L’émotion est intense à l’aéroport de Paris-Charles-de-Gaulle. Après plusieurs jours d’angoisse, ces Français ont pu quitter Beyrouth, pris dans les feux du conflit au Moyen-Orient.
Ce samedi 7 mars, des voyageurs en provenance de la capitale du Liban ont atterri et peuvent enfin souffler, après s’être battus pour obtenir un billet et quitter le pays.
« J’ai pris des risques pour rentrer en France », confie Omar au micro de BFMTV. « À côté de l’aéroport, c’était horrible. Il y a des bombardements et de la fumée partout. Avant de prendre l’avion, on a entendu des explosions. C’est vraiment la guerre… »
Un pays paralysé
Bombardé à de multiples reprises par Israël, qui affronte le Hezbollah, le Liban vit des heures sombres. Au total, au moins 226 morts et 800 blessés sont à dénombrer depuis lundi 2 mars, selon le ministère de la Santé.
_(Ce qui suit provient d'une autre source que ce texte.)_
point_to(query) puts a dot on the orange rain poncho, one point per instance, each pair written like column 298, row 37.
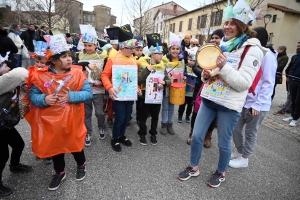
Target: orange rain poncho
column 60, row 128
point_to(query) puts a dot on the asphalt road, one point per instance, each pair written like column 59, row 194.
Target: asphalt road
column 149, row 172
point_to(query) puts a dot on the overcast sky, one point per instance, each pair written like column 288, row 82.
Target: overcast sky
column 117, row 6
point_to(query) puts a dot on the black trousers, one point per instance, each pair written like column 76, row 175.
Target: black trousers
column 59, row 160
column 154, row 110
column 294, row 88
column 211, row 126
column 189, row 103
column 12, row 138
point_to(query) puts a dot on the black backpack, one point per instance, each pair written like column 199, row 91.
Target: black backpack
column 9, row 109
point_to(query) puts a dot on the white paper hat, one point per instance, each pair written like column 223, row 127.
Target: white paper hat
column 57, row 43
column 192, row 52
column 5, row 58
column 241, row 11
column 40, row 47
column 88, row 33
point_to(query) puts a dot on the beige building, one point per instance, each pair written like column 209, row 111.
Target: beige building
column 283, row 27
column 99, row 17
column 162, row 15
column 146, row 24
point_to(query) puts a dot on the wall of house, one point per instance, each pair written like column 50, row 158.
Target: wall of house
column 285, row 29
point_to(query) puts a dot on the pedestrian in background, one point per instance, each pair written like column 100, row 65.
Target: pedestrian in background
column 14, row 34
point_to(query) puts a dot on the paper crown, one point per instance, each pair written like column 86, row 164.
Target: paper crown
column 175, row 40
column 139, row 41
column 192, row 52
column 40, row 48
column 154, row 43
column 104, row 45
column 241, row 11
column 57, row 43
column 88, row 33
column 5, row 58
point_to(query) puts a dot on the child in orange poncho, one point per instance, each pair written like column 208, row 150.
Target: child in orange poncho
column 57, row 117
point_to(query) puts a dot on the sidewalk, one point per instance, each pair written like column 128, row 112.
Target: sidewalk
column 149, row 172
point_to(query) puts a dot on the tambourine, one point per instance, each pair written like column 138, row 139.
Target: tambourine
column 207, row 55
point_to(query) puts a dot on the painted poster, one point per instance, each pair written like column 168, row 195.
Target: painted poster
column 154, row 94
column 93, row 73
column 124, row 79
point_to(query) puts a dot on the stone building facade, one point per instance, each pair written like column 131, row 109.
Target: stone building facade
column 100, row 17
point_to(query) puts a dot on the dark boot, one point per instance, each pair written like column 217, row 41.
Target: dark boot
column 170, row 129
column 4, row 191
column 115, row 145
column 163, row 129
column 207, row 140
column 189, row 140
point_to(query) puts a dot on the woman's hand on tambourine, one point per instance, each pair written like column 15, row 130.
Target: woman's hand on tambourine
column 51, row 99
column 221, row 60
column 206, row 74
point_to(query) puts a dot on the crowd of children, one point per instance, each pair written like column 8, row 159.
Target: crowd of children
column 63, row 88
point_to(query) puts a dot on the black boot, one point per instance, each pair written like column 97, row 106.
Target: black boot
column 4, row 191
column 115, row 145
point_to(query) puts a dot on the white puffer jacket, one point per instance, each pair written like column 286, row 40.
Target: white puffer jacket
column 17, row 40
column 241, row 80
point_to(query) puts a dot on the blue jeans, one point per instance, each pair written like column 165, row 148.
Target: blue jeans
column 19, row 60
column 167, row 110
column 122, row 111
column 227, row 120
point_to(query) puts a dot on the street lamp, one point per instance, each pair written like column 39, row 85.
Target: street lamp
column 267, row 19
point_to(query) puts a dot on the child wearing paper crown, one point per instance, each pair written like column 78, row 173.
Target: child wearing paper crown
column 175, row 69
column 122, row 108
column 148, row 65
column 40, row 57
column 57, row 116
column 9, row 135
column 137, row 54
column 90, row 44
column 224, row 98
column 191, row 81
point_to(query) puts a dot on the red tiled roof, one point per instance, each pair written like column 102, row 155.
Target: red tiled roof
column 169, row 12
column 283, row 9
column 102, row 5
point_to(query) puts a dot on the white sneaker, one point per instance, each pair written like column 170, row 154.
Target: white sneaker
column 234, row 156
column 287, row 119
column 238, row 163
column 293, row 123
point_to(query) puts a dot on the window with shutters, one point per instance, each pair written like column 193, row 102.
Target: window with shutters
column 198, row 22
column 190, row 24
column 212, row 17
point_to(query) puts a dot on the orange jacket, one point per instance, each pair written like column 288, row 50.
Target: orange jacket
column 59, row 128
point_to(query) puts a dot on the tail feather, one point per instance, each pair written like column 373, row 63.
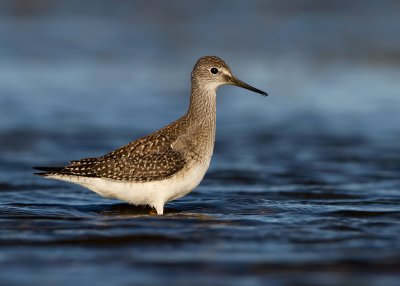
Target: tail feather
column 48, row 170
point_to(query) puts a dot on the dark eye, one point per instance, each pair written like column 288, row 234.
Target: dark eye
column 214, row 70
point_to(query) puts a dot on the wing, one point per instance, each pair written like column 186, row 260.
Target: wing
column 147, row 159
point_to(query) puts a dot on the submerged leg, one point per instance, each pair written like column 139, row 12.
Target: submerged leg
column 159, row 208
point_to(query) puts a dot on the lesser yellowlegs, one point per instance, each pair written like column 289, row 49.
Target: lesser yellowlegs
column 166, row 164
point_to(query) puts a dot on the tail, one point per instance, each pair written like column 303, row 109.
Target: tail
column 45, row 171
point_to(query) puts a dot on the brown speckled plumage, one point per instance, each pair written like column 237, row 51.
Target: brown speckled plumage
column 174, row 148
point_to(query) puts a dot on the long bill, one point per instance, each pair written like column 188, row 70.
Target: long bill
column 242, row 84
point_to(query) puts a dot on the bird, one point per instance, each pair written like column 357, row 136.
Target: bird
column 166, row 164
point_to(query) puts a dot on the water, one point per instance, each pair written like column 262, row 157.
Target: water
column 304, row 186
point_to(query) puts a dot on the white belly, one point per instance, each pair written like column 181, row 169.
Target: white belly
column 154, row 193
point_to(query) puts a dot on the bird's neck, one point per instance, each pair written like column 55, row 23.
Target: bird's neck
column 202, row 107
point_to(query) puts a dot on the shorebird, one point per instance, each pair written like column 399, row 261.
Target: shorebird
column 164, row 165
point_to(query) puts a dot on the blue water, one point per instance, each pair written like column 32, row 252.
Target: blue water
column 304, row 186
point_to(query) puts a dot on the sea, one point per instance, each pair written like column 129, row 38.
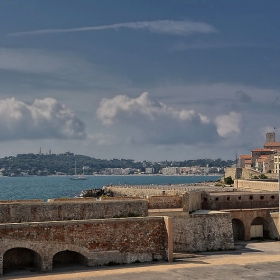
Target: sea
column 47, row 187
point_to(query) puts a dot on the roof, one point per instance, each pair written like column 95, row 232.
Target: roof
column 272, row 144
column 263, row 150
column 245, row 156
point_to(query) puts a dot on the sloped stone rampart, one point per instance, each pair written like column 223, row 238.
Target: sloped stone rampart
column 257, row 185
column 202, row 232
column 99, row 241
column 59, row 211
column 165, row 202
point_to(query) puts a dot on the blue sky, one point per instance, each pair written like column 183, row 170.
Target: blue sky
column 147, row 80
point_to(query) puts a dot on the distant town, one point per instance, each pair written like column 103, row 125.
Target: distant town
column 45, row 164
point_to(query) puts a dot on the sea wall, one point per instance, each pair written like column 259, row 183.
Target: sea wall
column 244, row 200
column 165, row 202
column 257, row 185
column 98, row 242
column 194, row 199
column 274, row 225
column 59, row 211
column 202, row 232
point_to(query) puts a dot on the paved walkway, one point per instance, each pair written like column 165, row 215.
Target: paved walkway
column 250, row 260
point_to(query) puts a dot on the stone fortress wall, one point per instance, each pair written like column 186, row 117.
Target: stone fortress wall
column 257, row 185
column 202, row 232
column 239, row 200
column 19, row 212
column 129, row 229
column 96, row 242
column 96, row 232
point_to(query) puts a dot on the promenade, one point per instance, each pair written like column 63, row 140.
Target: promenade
column 250, row 260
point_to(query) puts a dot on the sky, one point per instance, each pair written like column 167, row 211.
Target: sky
column 139, row 79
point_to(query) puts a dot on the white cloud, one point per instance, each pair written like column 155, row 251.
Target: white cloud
column 228, row 124
column 144, row 120
column 171, row 27
column 45, row 118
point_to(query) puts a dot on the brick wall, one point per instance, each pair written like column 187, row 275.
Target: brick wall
column 202, row 232
column 256, row 185
column 59, row 211
column 243, row 200
column 99, row 241
column 165, row 202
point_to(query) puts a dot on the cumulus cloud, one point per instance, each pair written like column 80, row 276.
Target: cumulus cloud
column 243, row 97
column 228, row 124
column 145, row 120
column 43, row 119
column 170, row 27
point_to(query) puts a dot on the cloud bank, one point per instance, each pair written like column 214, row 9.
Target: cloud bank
column 44, row 119
column 145, row 120
column 170, row 27
column 228, row 124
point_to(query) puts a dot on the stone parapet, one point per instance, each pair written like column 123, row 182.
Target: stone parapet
column 68, row 210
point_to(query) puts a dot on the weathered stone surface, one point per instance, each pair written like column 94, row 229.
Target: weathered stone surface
column 99, row 241
column 165, row 202
column 203, row 232
column 71, row 210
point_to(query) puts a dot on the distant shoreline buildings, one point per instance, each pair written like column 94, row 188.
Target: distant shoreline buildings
column 266, row 159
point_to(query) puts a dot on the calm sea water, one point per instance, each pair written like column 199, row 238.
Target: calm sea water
column 62, row 186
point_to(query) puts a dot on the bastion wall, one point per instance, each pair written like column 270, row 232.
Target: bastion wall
column 144, row 191
column 257, row 185
column 99, row 241
column 20, row 212
column 202, row 232
column 249, row 200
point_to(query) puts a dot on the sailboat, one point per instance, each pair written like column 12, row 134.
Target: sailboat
column 78, row 177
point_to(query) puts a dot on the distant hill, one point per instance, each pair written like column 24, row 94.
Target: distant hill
column 51, row 164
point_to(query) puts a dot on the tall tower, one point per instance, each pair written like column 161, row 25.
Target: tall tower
column 270, row 137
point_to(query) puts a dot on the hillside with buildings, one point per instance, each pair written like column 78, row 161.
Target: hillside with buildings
column 64, row 164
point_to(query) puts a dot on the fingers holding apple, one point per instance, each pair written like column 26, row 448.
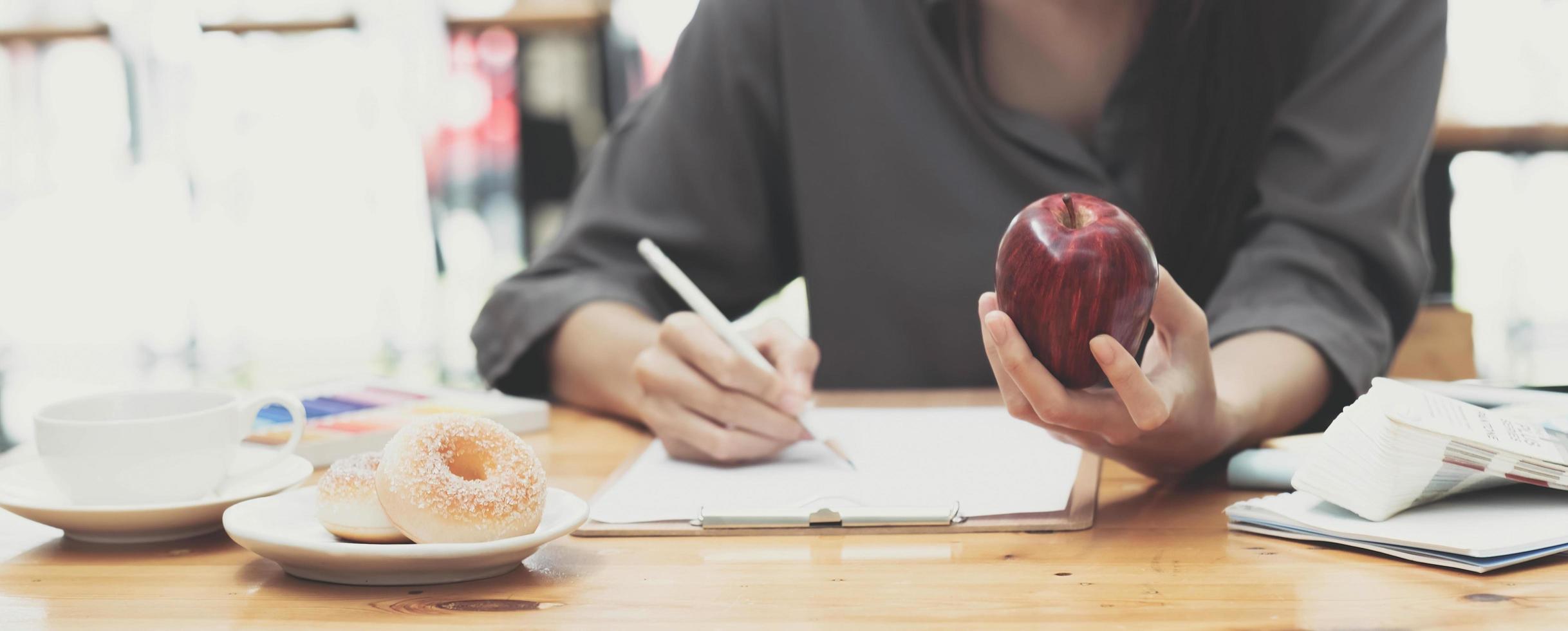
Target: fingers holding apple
column 1035, row 396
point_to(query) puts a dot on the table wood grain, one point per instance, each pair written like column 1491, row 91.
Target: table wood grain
column 1157, row 556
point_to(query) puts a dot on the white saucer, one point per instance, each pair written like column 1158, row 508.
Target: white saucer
column 283, row 528
column 27, row 490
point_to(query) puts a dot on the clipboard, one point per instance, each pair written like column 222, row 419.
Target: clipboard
column 896, row 520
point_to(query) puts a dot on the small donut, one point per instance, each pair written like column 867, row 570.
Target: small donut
column 347, row 506
column 460, row 479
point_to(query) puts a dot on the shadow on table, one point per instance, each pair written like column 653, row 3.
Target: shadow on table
column 524, row 589
column 66, row 551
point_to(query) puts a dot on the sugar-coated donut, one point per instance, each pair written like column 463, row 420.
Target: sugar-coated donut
column 347, row 506
column 460, row 479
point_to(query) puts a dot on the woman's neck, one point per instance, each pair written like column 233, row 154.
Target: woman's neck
column 1058, row 59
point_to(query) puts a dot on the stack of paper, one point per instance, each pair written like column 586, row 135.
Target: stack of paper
column 1399, row 446
column 1477, row 532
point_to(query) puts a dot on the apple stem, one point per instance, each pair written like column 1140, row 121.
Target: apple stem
column 1073, row 220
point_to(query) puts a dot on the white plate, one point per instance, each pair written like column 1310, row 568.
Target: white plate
column 27, row 490
column 285, row 529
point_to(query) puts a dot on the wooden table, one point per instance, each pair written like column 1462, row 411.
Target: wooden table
column 1157, row 556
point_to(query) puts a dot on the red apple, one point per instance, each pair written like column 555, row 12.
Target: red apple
column 1072, row 267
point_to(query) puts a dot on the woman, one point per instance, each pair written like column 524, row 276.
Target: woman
column 880, row 148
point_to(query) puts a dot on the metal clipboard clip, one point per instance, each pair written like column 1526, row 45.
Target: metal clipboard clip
column 844, row 517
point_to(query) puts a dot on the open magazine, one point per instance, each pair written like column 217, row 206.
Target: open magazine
column 1399, row 446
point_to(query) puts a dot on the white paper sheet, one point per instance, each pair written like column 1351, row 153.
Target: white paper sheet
column 979, row 457
column 1479, row 525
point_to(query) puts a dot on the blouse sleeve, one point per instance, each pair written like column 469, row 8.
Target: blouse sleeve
column 1336, row 247
column 696, row 167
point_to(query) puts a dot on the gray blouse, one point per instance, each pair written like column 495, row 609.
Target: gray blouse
column 838, row 142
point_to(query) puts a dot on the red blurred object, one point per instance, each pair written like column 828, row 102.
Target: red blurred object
column 1072, row 267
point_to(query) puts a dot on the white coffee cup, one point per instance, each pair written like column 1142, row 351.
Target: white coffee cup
column 153, row 446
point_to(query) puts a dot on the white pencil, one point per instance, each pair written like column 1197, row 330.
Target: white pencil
column 704, row 308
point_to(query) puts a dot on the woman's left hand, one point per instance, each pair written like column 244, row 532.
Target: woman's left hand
column 1161, row 418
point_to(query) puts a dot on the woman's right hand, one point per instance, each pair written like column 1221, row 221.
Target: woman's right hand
column 709, row 404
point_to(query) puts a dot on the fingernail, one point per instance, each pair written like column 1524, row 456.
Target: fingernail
column 792, row 404
column 1101, row 347
column 996, row 325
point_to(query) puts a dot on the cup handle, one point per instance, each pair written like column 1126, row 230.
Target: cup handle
column 248, row 420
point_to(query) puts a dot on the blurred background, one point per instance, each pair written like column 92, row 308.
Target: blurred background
column 261, row 194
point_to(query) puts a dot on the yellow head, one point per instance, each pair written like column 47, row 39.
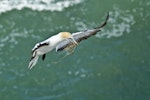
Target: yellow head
column 65, row 35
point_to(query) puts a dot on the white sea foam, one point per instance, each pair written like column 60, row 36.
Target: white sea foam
column 38, row 5
column 120, row 22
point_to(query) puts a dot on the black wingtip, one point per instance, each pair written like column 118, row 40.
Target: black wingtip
column 107, row 17
column 43, row 57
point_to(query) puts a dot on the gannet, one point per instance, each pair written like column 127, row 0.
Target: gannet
column 62, row 41
column 79, row 36
column 41, row 48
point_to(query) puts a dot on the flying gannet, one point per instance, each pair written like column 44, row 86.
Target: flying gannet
column 41, row 48
column 79, row 36
column 62, row 41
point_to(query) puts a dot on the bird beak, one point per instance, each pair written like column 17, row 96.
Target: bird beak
column 74, row 41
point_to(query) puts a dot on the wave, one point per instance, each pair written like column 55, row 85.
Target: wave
column 120, row 22
column 38, row 5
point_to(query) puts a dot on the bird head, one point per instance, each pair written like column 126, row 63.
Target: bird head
column 65, row 35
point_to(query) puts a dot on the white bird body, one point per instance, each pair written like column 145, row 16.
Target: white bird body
column 41, row 48
column 61, row 41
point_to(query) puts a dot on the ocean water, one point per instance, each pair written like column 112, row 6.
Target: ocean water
column 112, row 65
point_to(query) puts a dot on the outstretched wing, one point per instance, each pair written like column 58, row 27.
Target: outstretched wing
column 79, row 36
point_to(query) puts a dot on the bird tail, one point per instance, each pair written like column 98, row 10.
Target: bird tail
column 33, row 61
column 102, row 25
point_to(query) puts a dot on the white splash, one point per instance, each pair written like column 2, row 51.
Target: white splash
column 38, row 5
column 120, row 22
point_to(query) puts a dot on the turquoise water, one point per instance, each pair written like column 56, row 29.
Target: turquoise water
column 113, row 65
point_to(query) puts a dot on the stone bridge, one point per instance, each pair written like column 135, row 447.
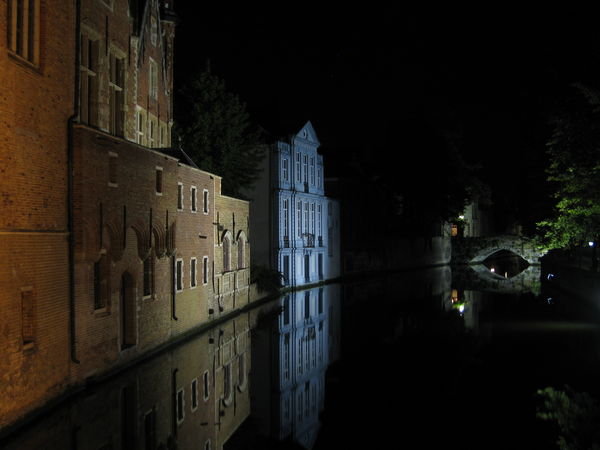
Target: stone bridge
column 479, row 278
column 474, row 250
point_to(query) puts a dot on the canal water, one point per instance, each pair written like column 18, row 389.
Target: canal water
column 418, row 359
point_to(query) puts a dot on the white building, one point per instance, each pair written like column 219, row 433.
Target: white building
column 294, row 226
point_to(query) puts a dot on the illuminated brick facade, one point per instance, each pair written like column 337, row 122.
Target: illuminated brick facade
column 36, row 101
column 111, row 241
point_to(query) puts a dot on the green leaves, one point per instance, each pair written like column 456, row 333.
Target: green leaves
column 216, row 131
column 574, row 170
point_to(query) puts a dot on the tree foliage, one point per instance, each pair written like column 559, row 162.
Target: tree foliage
column 216, row 131
column 576, row 414
column 574, row 170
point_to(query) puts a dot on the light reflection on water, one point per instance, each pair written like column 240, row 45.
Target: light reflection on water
column 419, row 358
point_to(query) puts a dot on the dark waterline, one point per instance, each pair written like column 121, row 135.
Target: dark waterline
column 412, row 360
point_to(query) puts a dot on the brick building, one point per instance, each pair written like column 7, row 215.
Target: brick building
column 36, row 101
column 112, row 242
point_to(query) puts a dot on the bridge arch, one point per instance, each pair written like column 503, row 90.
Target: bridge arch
column 474, row 250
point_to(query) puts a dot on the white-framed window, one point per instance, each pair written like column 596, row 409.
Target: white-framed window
column 151, row 132
column 299, row 218
column 194, row 394
column 180, row 406
column 205, row 385
column 305, row 168
column 179, row 274
column 116, row 98
column 194, row 199
column 159, row 171
column 286, row 218
column 319, row 220
column 88, row 89
column 205, row 270
column 285, row 169
column 306, row 218
column 112, row 169
column 153, row 79
column 180, row 196
column 319, row 177
column 298, row 168
column 205, row 200
column 148, row 276
column 23, row 23
column 193, row 269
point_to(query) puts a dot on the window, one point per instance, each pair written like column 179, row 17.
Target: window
column 179, row 275
column 153, row 30
column 27, row 318
column 180, row 406
column 153, row 81
column 227, row 381
column 194, row 394
column 242, row 378
column 226, row 254
column 306, row 305
column 305, row 168
column 205, row 270
column 193, row 195
column 206, row 386
column 306, row 221
column 286, row 225
column 298, row 168
column 286, row 310
column 205, row 201
column 112, row 169
column 141, row 126
column 150, row 430
column 116, row 99
column 299, row 219
column 151, row 132
column 286, row 357
column 148, row 276
column 24, row 29
column 180, row 196
column 193, row 272
column 101, row 287
column 320, row 300
column 241, row 253
column 88, row 95
column 159, row 180
column 284, row 169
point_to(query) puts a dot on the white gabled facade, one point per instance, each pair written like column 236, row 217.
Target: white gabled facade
column 301, row 240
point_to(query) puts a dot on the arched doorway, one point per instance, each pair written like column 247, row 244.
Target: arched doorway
column 128, row 311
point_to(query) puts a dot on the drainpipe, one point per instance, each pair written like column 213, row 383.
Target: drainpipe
column 70, row 182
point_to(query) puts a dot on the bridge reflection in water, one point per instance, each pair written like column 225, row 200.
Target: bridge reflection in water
column 416, row 358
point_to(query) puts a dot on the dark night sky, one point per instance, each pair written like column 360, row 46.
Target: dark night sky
column 374, row 79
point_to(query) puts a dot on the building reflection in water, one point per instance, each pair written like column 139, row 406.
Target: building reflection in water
column 193, row 396
column 290, row 356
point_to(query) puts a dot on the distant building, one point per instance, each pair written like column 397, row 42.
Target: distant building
column 112, row 242
column 294, row 226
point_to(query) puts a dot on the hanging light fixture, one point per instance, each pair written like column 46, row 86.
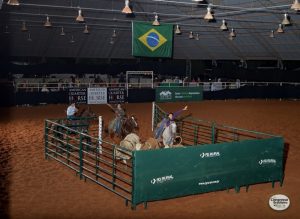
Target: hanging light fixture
column 286, row 20
column 86, row 30
column 47, row 22
column 80, row 18
column 6, row 30
column 296, row 5
column 177, row 30
column 72, row 39
column 62, row 32
column 280, row 29
column 111, row 42
column 13, row 2
column 232, row 33
column 156, row 22
column 127, row 9
column 224, row 27
column 209, row 15
column 29, row 37
column 24, row 27
column 114, row 35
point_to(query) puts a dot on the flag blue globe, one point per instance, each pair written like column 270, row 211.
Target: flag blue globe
column 152, row 39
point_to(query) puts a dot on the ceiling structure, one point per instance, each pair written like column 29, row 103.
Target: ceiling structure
column 252, row 20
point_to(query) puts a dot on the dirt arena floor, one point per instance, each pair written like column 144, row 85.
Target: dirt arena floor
column 32, row 187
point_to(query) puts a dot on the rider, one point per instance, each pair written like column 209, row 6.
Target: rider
column 167, row 121
column 117, row 122
column 71, row 111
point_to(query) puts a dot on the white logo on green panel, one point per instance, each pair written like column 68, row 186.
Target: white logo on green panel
column 162, row 179
column 165, row 95
column 208, row 183
column 210, row 154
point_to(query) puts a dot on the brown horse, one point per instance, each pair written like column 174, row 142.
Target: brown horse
column 128, row 125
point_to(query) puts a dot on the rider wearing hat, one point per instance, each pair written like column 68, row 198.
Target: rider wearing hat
column 167, row 121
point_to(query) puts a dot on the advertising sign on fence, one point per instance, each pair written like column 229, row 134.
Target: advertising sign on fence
column 174, row 94
column 77, row 95
column 213, row 167
column 97, row 95
column 116, row 95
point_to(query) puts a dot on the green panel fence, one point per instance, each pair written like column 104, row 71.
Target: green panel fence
column 169, row 173
column 174, row 94
column 215, row 157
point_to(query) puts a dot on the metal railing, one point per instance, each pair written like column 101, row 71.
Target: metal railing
column 89, row 156
column 207, row 86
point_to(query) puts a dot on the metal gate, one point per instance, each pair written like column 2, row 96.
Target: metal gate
column 75, row 145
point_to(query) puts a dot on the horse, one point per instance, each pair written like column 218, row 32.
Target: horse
column 131, row 142
column 169, row 137
column 128, row 125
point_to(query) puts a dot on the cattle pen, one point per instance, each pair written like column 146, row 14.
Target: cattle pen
column 214, row 157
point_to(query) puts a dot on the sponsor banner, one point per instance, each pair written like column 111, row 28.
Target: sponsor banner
column 77, row 95
column 279, row 202
column 174, row 94
column 97, row 95
column 116, row 95
column 211, row 167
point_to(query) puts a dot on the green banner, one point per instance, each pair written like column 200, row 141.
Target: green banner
column 152, row 41
column 173, row 94
column 169, row 173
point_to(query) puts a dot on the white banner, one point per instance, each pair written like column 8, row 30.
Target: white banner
column 97, row 95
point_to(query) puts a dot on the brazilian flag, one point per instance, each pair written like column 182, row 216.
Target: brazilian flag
column 152, row 41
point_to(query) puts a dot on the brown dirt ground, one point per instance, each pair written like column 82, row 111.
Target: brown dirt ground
column 32, row 187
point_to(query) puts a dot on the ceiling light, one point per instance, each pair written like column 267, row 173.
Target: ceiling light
column 24, row 28
column 177, row 30
column 126, row 9
column 62, row 32
column 286, row 20
column 80, row 18
column 296, row 5
column 29, row 37
column 86, row 30
column 156, row 22
column 191, row 35
column 232, row 33
column 280, row 29
column 111, row 42
column 6, row 30
column 209, row 15
column 13, row 2
column 224, row 27
column 72, row 39
column 47, row 23
column 114, row 35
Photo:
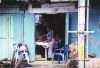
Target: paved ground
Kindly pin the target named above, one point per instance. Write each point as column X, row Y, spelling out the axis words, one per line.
column 45, row 64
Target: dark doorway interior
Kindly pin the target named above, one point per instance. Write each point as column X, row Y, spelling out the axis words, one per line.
column 57, row 23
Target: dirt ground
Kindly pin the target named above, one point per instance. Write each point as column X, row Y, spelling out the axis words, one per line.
column 45, row 64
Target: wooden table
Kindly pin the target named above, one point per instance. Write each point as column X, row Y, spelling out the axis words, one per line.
column 45, row 45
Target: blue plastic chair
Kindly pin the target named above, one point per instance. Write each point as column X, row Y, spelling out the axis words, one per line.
column 61, row 52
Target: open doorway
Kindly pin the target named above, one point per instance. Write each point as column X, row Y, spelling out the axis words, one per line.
column 56, row 22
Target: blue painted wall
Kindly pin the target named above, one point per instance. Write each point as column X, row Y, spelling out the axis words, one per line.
column 94, row 25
C’est le sud de la ville qui a été principalement touché par les combats. Au moins 16 morts ont été recensés dans des frappes israéliennes vendredi soir.
« C’est le chaos », souffle Lisette à BFMTV. « J’étais dans le centre-ville. C’est l’incertitude qui m’a fait rentrer ici pour quelques semaines. On voyait la fumée dans le sud en décollant », explique Tarek.
« C’est comme l’apocalypse dans la ville. Tout le monde fuyait dans sa voiture. Beyrouth était totalement bloqué à 15 heures », étaye-t-il.
Plus de 300.000 déplacés
Face à la situation, de nombreux habitants fuient les quartiers sud de la ville. Certains ne peuvent pas prendre l’avion et quittent la capitale pour s’éloigner le plus possible, plus au nord du pays ou vers l’Arménie. Au total, plus de 300.000 personnes ont été déplacés depuis le début des frappes.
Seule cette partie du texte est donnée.